Metrics of single service in k8s totally messed up

Hello,

I just set up a /metrics endpoint for one of my services in my k8s cluster. Short info: Everything is set up via terraform, there are multiple applications running in the cluster, the monitoring stack consists of :

  • Grafana,
  • Grafana Agent,
  • Mimir.

Now everything works fine for all services but one (there’s a PodMonitor on top of each application and the PM is being scraped by Grafana Agents). When I curl the service’s /metrics endpoint manually everything looks normal so far, i.e.:

http_request_duration_seconds_count{path=“GET /health”,status_code=“200”} 187

http_request_duration_seconds_count{path=“GET /metrics”,status_code=“200”} 1

http_request_duration_seconds_count{path=“GET /test”,status_code=“200”} 2

The health endpoint counter seems to increase due to the probes and the metrics endpoint due to my request. However, when I go to Grafana and query

http_request_duration_seconds_count{container="test_app"}

where “test_app” is the name of the application, I get totally messed up results, e.g.

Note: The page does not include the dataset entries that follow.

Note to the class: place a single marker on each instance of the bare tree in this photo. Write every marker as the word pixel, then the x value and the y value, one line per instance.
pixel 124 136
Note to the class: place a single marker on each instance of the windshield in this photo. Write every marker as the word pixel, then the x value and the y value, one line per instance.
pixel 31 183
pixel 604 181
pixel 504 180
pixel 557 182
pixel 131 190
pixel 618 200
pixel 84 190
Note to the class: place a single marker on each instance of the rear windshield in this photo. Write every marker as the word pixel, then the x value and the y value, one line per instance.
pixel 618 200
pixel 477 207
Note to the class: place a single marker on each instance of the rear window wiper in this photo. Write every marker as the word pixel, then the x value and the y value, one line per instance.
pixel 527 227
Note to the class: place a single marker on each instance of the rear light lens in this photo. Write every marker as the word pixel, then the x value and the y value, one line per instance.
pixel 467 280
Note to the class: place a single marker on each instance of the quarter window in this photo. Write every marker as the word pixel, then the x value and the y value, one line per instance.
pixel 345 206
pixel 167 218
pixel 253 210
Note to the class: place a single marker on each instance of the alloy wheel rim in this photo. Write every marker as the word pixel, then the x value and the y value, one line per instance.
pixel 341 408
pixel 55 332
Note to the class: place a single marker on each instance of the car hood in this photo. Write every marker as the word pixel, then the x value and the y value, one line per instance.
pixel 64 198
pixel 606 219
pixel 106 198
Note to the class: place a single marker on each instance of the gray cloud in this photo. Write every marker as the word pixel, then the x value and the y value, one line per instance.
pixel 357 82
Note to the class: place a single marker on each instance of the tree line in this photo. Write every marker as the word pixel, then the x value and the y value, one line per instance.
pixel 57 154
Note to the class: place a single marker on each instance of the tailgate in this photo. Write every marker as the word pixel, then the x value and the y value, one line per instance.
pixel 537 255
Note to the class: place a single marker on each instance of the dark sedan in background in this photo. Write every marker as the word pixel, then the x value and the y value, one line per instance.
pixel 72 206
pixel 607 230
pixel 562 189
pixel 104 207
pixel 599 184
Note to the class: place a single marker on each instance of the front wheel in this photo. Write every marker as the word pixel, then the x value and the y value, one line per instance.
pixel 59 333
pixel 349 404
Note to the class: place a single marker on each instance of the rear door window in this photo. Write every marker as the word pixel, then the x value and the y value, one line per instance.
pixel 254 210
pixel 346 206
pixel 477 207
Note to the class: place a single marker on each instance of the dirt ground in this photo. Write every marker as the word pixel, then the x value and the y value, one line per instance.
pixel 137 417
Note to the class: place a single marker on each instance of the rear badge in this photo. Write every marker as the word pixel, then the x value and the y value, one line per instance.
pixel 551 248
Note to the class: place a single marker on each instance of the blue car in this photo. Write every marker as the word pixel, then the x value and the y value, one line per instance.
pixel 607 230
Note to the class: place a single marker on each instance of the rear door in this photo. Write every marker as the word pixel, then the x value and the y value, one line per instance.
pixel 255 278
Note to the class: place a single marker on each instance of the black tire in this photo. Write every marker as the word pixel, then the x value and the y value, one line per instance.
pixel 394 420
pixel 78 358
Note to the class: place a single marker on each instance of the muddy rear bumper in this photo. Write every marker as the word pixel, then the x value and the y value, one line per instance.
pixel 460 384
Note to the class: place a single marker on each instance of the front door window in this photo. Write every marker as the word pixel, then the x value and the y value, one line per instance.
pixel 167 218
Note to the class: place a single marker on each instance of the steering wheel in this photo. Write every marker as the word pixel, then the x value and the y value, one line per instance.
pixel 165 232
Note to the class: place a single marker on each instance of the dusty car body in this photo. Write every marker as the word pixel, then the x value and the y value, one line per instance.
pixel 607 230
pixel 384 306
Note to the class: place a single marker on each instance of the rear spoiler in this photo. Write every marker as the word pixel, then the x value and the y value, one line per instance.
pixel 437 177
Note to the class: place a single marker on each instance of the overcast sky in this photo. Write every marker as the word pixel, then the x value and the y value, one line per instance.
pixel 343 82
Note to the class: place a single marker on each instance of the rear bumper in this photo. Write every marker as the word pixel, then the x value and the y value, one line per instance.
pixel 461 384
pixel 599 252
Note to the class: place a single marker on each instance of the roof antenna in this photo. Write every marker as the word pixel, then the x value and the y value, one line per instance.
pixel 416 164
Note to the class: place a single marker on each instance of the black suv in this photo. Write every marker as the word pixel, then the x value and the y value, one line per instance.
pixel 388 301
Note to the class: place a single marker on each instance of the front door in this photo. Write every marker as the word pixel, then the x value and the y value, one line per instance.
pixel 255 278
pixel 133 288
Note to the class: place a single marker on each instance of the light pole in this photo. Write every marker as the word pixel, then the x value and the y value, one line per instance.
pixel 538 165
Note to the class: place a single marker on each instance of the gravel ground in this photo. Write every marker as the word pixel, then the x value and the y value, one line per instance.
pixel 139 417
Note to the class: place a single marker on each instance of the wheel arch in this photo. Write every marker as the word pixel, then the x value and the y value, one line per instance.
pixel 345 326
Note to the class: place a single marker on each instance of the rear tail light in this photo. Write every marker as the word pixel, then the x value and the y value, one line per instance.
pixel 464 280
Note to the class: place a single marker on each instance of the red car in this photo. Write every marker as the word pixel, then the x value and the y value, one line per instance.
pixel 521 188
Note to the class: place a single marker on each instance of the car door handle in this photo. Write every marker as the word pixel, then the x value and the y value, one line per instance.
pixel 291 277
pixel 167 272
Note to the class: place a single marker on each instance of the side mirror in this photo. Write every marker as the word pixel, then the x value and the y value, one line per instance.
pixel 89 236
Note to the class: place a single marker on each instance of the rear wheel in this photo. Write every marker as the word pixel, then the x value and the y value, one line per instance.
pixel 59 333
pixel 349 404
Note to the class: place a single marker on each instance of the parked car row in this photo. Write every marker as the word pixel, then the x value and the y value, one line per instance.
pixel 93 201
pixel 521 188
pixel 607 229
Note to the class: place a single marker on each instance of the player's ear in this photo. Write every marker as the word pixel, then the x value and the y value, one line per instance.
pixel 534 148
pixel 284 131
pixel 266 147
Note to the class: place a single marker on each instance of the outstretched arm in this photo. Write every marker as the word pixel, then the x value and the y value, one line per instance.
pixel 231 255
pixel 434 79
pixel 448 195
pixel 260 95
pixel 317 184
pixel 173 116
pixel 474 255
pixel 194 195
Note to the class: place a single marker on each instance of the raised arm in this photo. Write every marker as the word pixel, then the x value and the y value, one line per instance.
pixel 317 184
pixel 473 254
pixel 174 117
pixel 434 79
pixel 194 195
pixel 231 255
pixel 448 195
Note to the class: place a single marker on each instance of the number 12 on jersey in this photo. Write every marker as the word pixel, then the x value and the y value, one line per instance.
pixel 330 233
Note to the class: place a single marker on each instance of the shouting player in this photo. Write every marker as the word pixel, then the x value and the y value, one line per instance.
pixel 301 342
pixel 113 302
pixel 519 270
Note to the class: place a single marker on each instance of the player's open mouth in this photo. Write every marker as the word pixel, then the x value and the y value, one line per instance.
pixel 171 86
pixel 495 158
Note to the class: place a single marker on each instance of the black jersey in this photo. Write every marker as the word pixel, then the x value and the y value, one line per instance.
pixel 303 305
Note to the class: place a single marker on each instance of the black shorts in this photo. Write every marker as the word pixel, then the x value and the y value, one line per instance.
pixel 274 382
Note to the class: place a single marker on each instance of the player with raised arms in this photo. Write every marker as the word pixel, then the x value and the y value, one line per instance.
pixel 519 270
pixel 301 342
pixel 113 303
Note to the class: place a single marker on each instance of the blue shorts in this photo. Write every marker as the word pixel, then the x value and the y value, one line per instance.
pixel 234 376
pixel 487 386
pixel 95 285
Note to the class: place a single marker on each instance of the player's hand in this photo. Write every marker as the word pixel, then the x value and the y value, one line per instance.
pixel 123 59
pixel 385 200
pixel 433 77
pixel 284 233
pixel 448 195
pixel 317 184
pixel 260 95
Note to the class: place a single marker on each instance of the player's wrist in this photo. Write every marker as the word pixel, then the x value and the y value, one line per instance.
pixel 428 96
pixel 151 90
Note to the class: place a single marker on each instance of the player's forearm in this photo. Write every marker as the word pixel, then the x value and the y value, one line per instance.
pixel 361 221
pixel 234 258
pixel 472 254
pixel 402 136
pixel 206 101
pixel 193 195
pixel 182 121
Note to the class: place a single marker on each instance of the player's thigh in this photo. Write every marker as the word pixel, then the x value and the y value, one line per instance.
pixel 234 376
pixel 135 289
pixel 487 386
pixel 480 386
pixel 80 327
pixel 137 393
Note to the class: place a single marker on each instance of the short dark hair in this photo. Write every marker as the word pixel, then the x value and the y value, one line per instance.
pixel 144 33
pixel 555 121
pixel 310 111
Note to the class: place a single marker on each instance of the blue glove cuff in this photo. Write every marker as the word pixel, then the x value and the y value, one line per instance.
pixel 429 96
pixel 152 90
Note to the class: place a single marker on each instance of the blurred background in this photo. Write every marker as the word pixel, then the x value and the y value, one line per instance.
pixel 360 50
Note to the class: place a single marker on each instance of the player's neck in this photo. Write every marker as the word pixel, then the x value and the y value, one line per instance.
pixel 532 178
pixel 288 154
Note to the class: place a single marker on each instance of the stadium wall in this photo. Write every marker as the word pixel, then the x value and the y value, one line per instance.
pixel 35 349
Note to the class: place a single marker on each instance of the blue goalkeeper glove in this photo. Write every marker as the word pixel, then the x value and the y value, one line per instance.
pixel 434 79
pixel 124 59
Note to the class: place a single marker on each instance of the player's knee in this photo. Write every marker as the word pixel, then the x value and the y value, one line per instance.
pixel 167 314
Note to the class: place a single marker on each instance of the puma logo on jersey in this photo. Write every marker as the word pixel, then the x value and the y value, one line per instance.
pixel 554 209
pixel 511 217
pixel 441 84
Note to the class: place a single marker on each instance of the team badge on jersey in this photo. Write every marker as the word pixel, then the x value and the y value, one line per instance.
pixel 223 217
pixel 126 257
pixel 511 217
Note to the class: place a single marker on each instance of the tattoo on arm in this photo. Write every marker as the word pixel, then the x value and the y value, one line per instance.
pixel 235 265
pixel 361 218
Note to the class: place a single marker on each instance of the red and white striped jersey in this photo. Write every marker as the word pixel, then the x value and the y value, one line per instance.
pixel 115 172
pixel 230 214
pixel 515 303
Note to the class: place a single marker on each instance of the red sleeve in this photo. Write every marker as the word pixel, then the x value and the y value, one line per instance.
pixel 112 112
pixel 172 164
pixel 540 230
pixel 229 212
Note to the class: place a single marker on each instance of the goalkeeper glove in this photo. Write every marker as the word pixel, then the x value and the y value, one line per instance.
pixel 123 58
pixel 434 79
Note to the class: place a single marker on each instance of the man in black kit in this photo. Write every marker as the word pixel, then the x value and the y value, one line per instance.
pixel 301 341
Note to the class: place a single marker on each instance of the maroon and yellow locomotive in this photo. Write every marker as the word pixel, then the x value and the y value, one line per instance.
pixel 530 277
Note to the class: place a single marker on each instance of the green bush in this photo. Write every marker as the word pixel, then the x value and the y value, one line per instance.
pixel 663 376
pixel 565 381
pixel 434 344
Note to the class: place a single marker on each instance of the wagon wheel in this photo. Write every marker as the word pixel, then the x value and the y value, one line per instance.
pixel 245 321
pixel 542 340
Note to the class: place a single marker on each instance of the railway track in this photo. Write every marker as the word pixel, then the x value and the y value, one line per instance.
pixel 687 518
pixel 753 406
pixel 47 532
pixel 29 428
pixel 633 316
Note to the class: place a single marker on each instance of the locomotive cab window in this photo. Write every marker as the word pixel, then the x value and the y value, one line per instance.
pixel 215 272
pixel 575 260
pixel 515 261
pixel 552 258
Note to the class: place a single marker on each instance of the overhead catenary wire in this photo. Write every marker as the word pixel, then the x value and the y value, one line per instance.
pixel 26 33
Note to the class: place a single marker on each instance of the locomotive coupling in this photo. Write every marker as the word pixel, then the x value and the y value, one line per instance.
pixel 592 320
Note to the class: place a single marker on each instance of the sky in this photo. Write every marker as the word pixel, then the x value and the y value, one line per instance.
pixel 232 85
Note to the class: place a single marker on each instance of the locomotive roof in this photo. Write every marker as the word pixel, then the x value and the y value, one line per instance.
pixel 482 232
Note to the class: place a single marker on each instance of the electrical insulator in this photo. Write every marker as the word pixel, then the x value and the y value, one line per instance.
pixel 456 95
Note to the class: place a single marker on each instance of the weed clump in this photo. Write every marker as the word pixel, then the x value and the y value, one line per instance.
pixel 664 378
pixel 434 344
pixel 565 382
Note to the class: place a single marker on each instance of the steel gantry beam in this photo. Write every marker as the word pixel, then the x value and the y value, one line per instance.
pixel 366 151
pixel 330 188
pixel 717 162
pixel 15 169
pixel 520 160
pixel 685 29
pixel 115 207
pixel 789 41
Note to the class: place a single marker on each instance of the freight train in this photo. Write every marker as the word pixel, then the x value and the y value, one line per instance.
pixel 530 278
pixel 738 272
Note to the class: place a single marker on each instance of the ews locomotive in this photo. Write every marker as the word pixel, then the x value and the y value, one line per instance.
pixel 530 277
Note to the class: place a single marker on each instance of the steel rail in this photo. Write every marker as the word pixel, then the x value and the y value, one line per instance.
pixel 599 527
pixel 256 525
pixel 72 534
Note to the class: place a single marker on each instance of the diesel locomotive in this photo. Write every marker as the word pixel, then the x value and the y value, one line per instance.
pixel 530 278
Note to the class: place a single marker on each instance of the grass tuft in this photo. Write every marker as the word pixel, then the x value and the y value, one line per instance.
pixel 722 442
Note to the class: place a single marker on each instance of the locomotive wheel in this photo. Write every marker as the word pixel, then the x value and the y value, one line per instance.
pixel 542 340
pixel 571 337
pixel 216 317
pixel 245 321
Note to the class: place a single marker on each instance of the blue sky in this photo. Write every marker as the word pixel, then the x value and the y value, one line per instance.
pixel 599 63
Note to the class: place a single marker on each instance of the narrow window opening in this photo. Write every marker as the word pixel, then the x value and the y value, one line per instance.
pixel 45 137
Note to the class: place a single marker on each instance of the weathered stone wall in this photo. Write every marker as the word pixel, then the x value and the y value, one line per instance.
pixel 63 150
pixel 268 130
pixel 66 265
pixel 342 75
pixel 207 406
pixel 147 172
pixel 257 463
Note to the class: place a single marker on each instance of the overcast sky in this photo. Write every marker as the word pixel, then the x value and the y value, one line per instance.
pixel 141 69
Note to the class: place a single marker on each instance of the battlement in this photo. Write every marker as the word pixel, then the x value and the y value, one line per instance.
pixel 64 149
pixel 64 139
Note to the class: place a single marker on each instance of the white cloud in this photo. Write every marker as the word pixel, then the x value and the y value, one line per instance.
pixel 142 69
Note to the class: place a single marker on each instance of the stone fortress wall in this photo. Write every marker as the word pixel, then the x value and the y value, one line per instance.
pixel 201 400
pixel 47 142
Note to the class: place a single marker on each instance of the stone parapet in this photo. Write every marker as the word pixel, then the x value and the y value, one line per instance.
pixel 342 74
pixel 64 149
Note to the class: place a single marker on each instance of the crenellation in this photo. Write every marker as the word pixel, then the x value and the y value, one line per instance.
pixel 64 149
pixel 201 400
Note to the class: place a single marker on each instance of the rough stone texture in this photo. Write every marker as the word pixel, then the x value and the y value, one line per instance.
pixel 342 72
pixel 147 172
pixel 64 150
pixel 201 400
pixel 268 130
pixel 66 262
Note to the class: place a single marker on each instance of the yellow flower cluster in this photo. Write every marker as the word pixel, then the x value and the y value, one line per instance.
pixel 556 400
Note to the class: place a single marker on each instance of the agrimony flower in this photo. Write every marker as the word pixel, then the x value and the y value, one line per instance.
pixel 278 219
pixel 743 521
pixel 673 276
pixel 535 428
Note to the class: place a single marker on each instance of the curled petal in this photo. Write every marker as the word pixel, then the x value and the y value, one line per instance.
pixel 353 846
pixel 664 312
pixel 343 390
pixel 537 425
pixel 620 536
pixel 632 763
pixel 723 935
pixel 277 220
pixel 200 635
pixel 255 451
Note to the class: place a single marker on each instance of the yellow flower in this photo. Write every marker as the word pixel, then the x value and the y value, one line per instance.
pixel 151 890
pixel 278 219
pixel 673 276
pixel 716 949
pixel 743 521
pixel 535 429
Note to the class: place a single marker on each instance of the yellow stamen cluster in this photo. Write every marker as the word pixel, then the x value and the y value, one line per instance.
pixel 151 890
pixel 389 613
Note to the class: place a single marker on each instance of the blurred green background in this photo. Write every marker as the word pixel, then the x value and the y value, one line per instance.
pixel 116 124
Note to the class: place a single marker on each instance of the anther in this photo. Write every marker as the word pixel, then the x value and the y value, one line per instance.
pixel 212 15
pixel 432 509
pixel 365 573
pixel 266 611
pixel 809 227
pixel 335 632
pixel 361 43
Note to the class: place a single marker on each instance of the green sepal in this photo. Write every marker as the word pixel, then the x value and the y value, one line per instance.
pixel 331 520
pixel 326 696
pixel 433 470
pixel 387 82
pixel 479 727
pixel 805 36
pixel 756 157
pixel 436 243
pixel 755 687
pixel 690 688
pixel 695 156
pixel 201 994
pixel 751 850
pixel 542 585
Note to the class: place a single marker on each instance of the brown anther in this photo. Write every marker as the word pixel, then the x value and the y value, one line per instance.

http_request_duration_seconds_count{container=“test-app”, endpoint=“port-15000”, …, path=“GET /health”, status_code=“200”} → Value = 12

http_request_duration_seconds_count{container=“test-app”, endpoint=“port-15000”, …, path=“GET /metrics”, status_code=“200”} → Value = 154

There’s exactly one pod running for this application, the framework within is PHP Laravel Swoole (which could mess up the results due to workers I guess, but that doesn’t explain the high value for /metrics path).

The /test route is completely missing.

The pod names in the labels returned from Mimir/Grafana are the correct Pods. Since it’s working fine for all the other services (NodeJS & NestJS). I’m totally lost now.

Any idea on what’s causing this issue or how to debug this?

Thanks in advance!